NEWBURYPORT — Calls flooded area police departments late yesterday afternoon telling police of a “loud bang” that one caller likened to the noise of a structure collapsing.
But police and firefighters deployed in Rowley, West Newbury, Newbury and Byfield found themselves roaming the neighborhood streets with no indications of the source of the noise.
That’s because the rumble came from below the earth’s surface.
“It looks like Amesbury Middle School’s seismograph had a spike,” local weather observer and Triton Regional teacher Ray Whitley said as he logged onto the school’s Web site to take a look. “There was definitely some activity.”
And the U.S. Geological Survey Web site confirmed it: A 1.8 magnitude earthquake rumbled through the area at 4:35 p.m.
“We are sitting on the Clinton-Newbury fault line; it runs right through here,” Whitley said. “We do have activity here. There are no plate edges, but we do get frequent tremors in the ones or twos but no fives.”
The Clinton-Newbury fault line trends east to west to northeasterly at its northeast end near Newbury. In Massachusetts, the fault zone is approximately 97 miles long.
The fault zone curves southwestward to Clinton and Worcester, and then southward into the state of Connecticut.

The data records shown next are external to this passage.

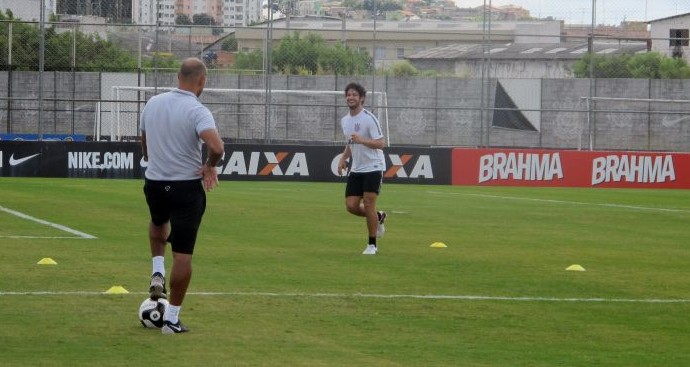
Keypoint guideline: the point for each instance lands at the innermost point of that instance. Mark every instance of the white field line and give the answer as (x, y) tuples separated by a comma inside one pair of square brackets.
[(607, 205), (49, 224), (369, 295)]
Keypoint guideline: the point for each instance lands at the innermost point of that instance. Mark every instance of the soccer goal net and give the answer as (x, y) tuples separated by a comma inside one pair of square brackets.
[(253, 115), (633, 123)]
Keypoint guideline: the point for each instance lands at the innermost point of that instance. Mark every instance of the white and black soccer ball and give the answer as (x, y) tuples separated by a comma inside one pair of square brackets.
[(151, 312)]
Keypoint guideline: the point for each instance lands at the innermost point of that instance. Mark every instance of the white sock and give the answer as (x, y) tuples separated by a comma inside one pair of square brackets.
[(172, 313), (158, 265)]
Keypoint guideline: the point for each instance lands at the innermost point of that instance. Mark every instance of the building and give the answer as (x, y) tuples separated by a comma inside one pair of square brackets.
[(29, 9), (670, 36), (116, 11), (516, 60), (389, 42), (144, 12)]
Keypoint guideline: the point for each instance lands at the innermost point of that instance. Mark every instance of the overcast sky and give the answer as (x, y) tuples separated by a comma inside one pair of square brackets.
[(580, 11)]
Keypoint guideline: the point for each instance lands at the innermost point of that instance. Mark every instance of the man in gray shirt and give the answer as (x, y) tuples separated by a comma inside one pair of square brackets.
[(173, 127)]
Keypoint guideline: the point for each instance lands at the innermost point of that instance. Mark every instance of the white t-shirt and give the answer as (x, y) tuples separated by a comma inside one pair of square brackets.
[(364, 159), (172, 122)]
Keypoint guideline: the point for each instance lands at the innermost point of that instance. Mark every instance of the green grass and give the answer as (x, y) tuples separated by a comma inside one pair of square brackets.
[(280, 280)]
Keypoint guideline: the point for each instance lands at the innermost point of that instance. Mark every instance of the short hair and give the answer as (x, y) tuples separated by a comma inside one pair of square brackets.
[(357, 87), (192, 68)]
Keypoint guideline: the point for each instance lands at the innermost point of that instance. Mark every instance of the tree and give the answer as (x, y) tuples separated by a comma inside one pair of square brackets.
[(92, 52), (312, 55), (650, 65)]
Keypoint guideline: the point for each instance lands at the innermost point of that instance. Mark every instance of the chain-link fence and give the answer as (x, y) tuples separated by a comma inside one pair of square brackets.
[(475, 76)]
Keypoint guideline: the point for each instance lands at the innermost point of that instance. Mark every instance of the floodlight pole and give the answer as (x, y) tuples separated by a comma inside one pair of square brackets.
[(41, 66), (592, 80)]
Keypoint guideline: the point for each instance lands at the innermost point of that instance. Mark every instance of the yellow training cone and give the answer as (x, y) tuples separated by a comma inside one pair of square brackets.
[(116, 289)]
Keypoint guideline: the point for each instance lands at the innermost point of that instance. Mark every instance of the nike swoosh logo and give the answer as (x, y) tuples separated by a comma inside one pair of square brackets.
[(14, 162), (667, 121)]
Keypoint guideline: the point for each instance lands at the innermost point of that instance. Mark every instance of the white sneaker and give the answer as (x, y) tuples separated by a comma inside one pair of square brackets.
[(370, 250), (380, 230)]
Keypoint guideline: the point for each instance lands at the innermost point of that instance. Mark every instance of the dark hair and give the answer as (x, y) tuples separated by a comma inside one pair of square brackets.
[(360, 90)]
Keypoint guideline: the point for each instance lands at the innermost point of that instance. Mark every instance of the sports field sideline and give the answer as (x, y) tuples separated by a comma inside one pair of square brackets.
[(280, 280)]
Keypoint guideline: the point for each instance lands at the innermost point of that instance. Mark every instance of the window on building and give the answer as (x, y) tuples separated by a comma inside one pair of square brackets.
[(679, 37), (380, 53)]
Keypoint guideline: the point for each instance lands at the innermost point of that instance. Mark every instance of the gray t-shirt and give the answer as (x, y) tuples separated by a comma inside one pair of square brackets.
[(172, 122), (364, 159)]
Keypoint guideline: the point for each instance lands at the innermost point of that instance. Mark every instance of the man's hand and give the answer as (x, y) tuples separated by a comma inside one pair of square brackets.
[(209, 176), (342, 167)]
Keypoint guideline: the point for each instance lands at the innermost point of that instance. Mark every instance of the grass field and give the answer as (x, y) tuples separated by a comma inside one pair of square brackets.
[(280, 280)]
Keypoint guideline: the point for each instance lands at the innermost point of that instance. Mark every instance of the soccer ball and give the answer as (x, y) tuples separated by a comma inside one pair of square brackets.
[(151, 312)]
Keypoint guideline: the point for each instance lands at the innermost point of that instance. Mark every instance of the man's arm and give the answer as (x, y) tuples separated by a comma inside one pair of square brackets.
[(342, 163), (144, 149), (215, 149)]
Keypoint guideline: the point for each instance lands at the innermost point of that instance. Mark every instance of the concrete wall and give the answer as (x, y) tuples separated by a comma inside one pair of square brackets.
[(420, 111)]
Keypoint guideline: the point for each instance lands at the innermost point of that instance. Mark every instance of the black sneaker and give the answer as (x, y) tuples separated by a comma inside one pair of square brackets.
[(170, 328), (157, 289)]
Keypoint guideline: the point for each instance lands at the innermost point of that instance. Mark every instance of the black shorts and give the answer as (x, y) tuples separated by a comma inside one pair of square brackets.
[(359, 183), (183, 204)]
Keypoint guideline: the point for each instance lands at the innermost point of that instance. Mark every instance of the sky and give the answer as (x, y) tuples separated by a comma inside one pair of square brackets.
[(609, 12)]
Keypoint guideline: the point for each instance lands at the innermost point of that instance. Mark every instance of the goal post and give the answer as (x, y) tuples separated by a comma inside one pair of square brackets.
[(639, 114), (255, 114)]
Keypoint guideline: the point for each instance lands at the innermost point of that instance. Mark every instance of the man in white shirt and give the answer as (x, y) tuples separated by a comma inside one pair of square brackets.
[(364, 150), (173, 127)]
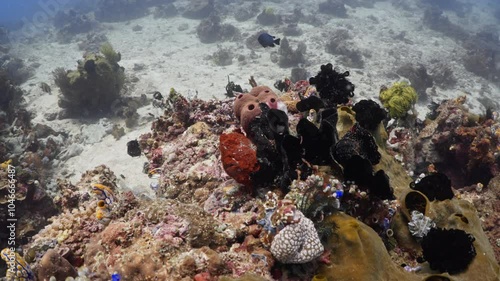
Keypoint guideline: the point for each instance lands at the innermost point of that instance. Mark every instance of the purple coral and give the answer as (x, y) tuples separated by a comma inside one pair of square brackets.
[(297, 242)]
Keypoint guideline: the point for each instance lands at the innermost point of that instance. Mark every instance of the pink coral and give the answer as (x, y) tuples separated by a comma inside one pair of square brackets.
[(246, 106), (239, 158)]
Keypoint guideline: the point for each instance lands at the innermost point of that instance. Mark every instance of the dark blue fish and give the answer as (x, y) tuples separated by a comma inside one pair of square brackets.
[(267, 40)]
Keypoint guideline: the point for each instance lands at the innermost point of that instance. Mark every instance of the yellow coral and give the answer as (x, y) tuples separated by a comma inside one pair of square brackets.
[(17, 268), (398, 99), (109, 53)]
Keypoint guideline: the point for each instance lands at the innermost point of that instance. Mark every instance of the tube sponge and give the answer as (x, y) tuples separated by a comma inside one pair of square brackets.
[(398, 99)]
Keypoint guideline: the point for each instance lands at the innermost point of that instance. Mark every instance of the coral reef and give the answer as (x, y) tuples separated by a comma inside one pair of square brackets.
[(333, 87), (398, 99), (93, 42), (297, 242), (238, 157), (11, 96), (304, 194), (453, 139), (93, 86), (369, 114), (246, 106)]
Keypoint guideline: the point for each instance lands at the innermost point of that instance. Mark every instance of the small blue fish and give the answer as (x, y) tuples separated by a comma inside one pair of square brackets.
[(267, 40)]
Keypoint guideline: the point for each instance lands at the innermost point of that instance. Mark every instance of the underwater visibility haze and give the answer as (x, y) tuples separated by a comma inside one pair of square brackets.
[(250, 140)]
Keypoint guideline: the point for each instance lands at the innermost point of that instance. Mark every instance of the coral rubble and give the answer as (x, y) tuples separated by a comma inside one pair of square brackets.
[(307, 193)]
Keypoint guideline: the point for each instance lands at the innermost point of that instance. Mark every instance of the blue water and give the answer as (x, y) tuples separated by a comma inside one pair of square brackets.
[(14, 13)]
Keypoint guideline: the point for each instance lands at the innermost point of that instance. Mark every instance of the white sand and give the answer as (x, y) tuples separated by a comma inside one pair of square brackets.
[(177, 59)]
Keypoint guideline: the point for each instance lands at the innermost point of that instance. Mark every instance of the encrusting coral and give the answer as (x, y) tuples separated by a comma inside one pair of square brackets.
[(95, 84), (296, 209), (398, 99)]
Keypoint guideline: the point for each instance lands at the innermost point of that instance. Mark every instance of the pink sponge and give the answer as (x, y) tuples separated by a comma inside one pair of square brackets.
[(246, 106)]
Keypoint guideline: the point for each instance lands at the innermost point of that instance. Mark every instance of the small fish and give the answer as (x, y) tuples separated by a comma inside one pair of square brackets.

Gail Regis, a teacher at Amesbury Middle School who got the seismograph for the school through a grant, said before confirmation from the web site she wasn’t sure if the spike was due to an earthquake or just a loud plow that went by. Amesbury police, however, did not receive any calls about a loud noise.
Regis has the seismograph in her classroom as part of Amesbury Educational Foundation’s Innovative Grant for 2006-07. Regis received $10,000 to put toward starting The Boston College Educational Seismology Project at the school.
Newbury and West Newbury police said they also got a large influx of calls but could not find the source.
Whitley said the last large earthquake to have rocked this area was in 1755 when, according to history, the quake caused all the church bells in Boston to ring.
“The fault lines runs right through Byfield,” Whitley said. “Even if Weston doesn’t have anything yet, it doesn’t mean it didn’t happen.”